Interesting rant about Scala's issues
Rikki Cattermole
alphaglosined at gmail.com
Thu Apr 3 01:31:29 PDT 2014
On Thursday, 3 April 2014 at 08:18:01 UTC, Bienlein wrote:
> My knowledge of compiler constructions is fairly limited and I
> might be wrong, but it seems to me that the Scala compiler is
> broken. Scala has gained some bad reputation for long build
> times (just google for Scala and build time) which IMHO cannot
> be explained by the large number of language features. D has a
> comparable large number of language features and compiles much
> faster than Scala.
>
> D has been designed from the beginning with caution on
> compilation speed and thinking about how to keep it slow to
> begin with. D not only in that way is a language that was
> thought out. On the contrary, Scala seems to me to be a
> language where many features of various languages were thrown
> into one and then a compiler was built for it. The incremental
> Scala compiler pretty much rescues the build time problem,
> though, and they are mostly lucky now. Also, IMHO, implicits
> are really crazy and it should have been clear from the
> beginning that they will become a problem for scalable build
> times, see
> http://java.dzone.com/articles/implicits-scala-conversion.
> Interestingly. Martin Odersky got his Ph.D. from Niklaus Wirth
> at the ETH and I don't want to know what Wirth would say about
> implicits.
>
> The presentation by Paul Phillips was discussed in the Scala
> forums at great length:
>
> What's up with Paul Phillips?
> https://groups.google.com/forum/?hl=de#!topic/scala-debate/IgrKCdConlA
> 54 replies
>
> What's up with Paul Phillips?
> https://groups.google.com/forum/?hl=de#!topic/scala-user/ImqlClXTrS4[201-225-false]
> 201 replies
>
> Sadly, the only serious language on the JVM besides Java8 is
> Scala. Ceylon has not taken off at all after becoming 1.0.

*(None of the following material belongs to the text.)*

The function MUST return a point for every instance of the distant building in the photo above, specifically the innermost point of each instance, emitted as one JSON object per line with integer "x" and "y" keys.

> Groovy's language extensions are basically AST transformations
> and not truly baked into a "real" language. Nobody knows how
> Kotlin will be doing when it turns 1.0 maybe somewhen in
> autumn/winter this year.
>
> To get a plus for your skill set when applying for Java jobs
> you will have to learn Scala. For a Java developer like me any
> chances for a job doing D are very slim. But I keep looking
> into D just out of interest and to get some food for my mind.
> There is so much to learn from looking at D and playing with it
> that I keep doing it just on a fun & interest basis.
If I remember what the state of Groovy is (around 2012). The
compiler devs focussed quite heavily on functionality not
performance. Even refused to go that direction.
It was quite bad.
Its a real shame. I liked it. Although if they had and had
unsigned types I probably wouldn't be in D!